Le chant du carillon se compose de trente-huit cloches, toutes frappées de plusieurs marteaux, et des six gros bourdons de la tour qui font les basses. Ces six bourdons sont d’accord, excepté le maître bourdon, qui est maintenant fêlé, et qui pèse dix-huit mille huit cents livres. La plus petite de ces six cloches pèse trois mille quatre cents. Le cylindre de cuivre du carillon pèse cinq mille quatre cent quarante-deux livres. Il est percé de seize mille huit cents trous d’où sortent les becs de fer qui vont mordre d’instant en instant les fibres du carillon.

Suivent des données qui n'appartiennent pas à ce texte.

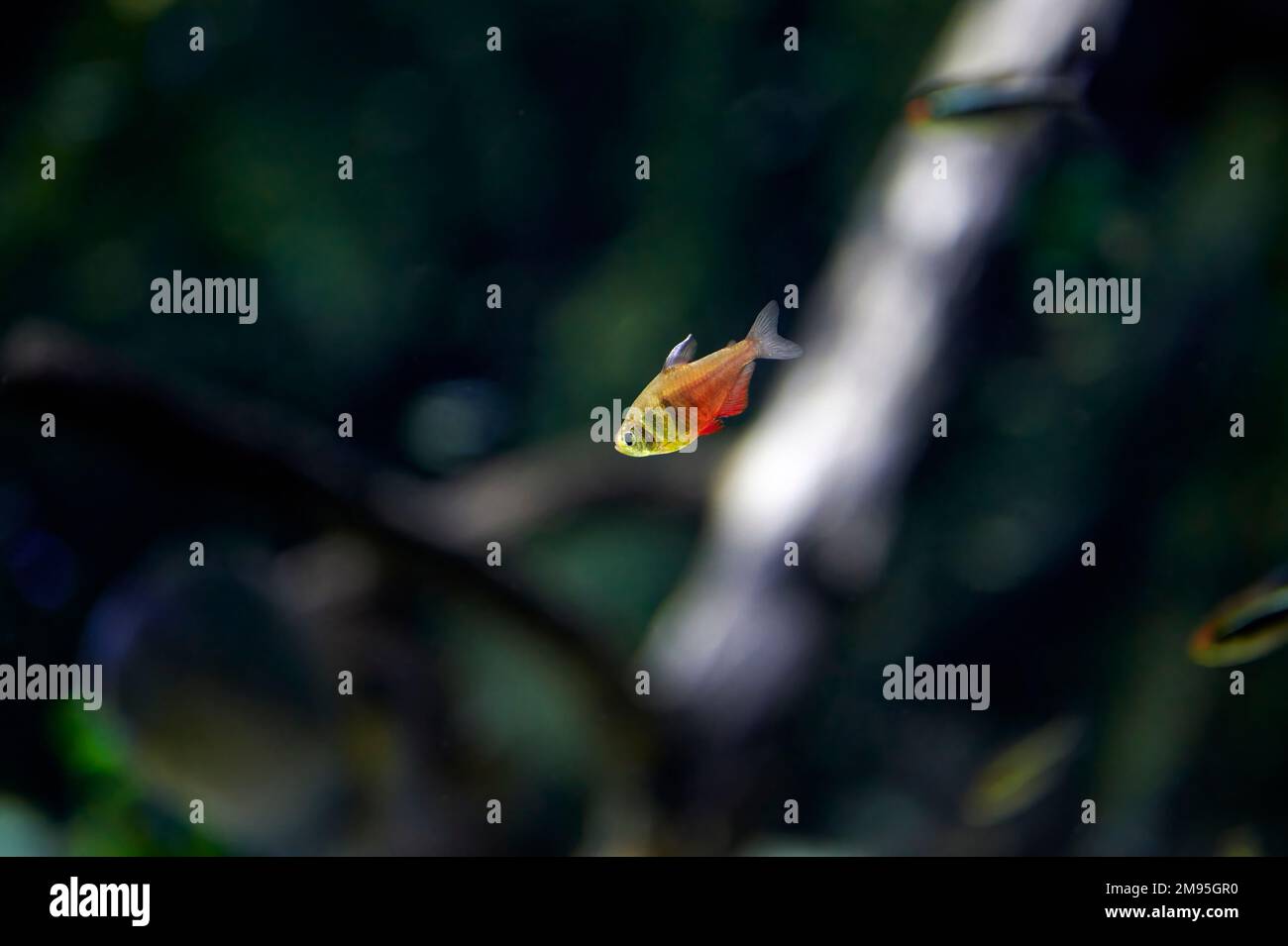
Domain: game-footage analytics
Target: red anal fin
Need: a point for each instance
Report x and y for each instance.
(709, 426)
(735, 402)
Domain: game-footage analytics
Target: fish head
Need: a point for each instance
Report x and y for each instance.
(651, 431)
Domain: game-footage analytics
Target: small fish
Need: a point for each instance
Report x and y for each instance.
(1021, 774)
(1008, 93)
(1244, 627)
(688, 398)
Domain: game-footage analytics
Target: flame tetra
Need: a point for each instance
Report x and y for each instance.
(688, 398)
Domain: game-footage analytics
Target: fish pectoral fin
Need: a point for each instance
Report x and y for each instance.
(682, 353)
(735, 402)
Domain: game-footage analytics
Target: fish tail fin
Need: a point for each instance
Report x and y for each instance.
(769, 343)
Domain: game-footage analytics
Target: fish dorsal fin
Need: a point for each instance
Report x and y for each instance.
(682, 353)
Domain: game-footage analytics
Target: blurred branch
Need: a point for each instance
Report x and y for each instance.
(825, 460)
(249, 450)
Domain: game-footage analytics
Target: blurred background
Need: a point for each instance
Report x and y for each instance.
(471, 425)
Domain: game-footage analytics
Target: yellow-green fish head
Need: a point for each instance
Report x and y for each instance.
(653, 431)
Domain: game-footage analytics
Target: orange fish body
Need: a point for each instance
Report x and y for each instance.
(688, 399)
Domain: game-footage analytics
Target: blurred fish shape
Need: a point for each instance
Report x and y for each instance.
(1247, 626)
(961, 98)
(688, 399)
(1021, 774)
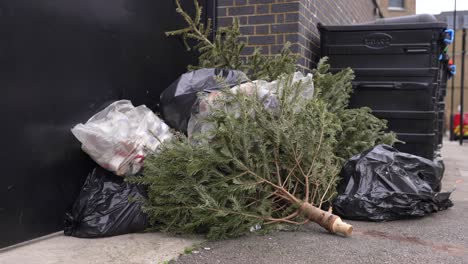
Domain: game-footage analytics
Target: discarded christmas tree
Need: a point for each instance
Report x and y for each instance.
(258, 167)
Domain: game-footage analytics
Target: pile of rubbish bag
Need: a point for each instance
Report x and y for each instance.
(118, 139)
(383, 184)
(377, 185)
(106, 206)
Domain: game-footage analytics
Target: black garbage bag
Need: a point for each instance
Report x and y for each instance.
(384, 184)
(180, 98)
(103, 207)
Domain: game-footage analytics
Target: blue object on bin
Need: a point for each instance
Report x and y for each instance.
(453, 69)
(451, 34)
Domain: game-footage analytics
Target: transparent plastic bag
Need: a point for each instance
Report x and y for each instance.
(120, 137)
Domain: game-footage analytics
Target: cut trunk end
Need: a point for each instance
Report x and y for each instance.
(327, 220)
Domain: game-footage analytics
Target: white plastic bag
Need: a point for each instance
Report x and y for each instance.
(266, 91)
(120, 137)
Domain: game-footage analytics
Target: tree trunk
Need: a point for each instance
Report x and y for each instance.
(327, 220)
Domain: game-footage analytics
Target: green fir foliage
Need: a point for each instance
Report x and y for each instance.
(239, 175)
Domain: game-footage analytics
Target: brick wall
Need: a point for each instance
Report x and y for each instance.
(270, 23)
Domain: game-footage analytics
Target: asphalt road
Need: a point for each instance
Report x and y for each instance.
(439, 238)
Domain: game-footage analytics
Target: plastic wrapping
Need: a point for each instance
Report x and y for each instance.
(383, 184)
(179, 99)
(120, 137)
(266, 91)
(106, 206)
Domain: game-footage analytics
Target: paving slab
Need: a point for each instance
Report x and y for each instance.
(148, 248)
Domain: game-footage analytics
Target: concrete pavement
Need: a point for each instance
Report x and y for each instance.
(439, 238)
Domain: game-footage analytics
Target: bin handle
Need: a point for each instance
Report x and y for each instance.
(378, 85)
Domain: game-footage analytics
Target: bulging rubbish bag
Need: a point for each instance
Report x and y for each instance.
(120, 137)
(106, 206)
(383, 184)
(267, 92)
(178, 100)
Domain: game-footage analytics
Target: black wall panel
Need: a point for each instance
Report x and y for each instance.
(60, 62)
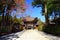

À de certains jours, un homme s’assied là à un clavier que j’ai vu, comme Didine se met au piano, et joue de cet instrument. Figure-toi un piano de quatre cents pieds de haut qui a la cathédrale tout entière pour queue.

J’admire, depuis que je suis en Flandre, la ténuité et la délicatesse des meneaux de pierre auxquels s’attachent les verrières des fenêtres. Cette cathédrale de Malines a une vraie chemise de dentelle. À Malines le chemin de fer passe. Je suis allé le voir. Il y avait là dans la foule un pauvre cocher de coucou, picard ou normand, lequel regardait piteusement les wagons courir, traînés par la machine qui fume et qui geint. — Cela va plus vite que vos chevaux, lui dis-je. — Beau miracle ! m’a répondu cet homme. C’est poussé par une foudre. — Le mot m’a paru pittoresque et beau.

Outre les wagons, ils ont ici une espèce de voiture singulière. C’est une brouette avec un chien devant et une femme derrière. Le chien tire, la femme pousse.

Je suis toujours ici dans le plus profond incognito, ce qui me plaît beaucoup. Je viens de lire dans un journal belge que M. Victor Hugo visite en ce moment Rochefort.

Après-demain je serai à Anvers et j’aurai tes lettres. J’aurai de vos nouvelles à tous. Ce sera bien de la joie. Depuis deux jours je me retiens, car je touche à Anvers, et je brûle d’y être, mais je ne veux rien laisser derrière moi. Il y a deux Rubens admirables à Malines, et j’en vais voir d’autres à Lier et à Turnhout. Je t’embrasse, mon Adèle, ainsi que ton père et nos chers petits. Je vous aime tous. Je continue à cuire au soleil.

N’oublie pas que c’est désormais à Dunkerque, poste restante, qu’il faut m’écrire.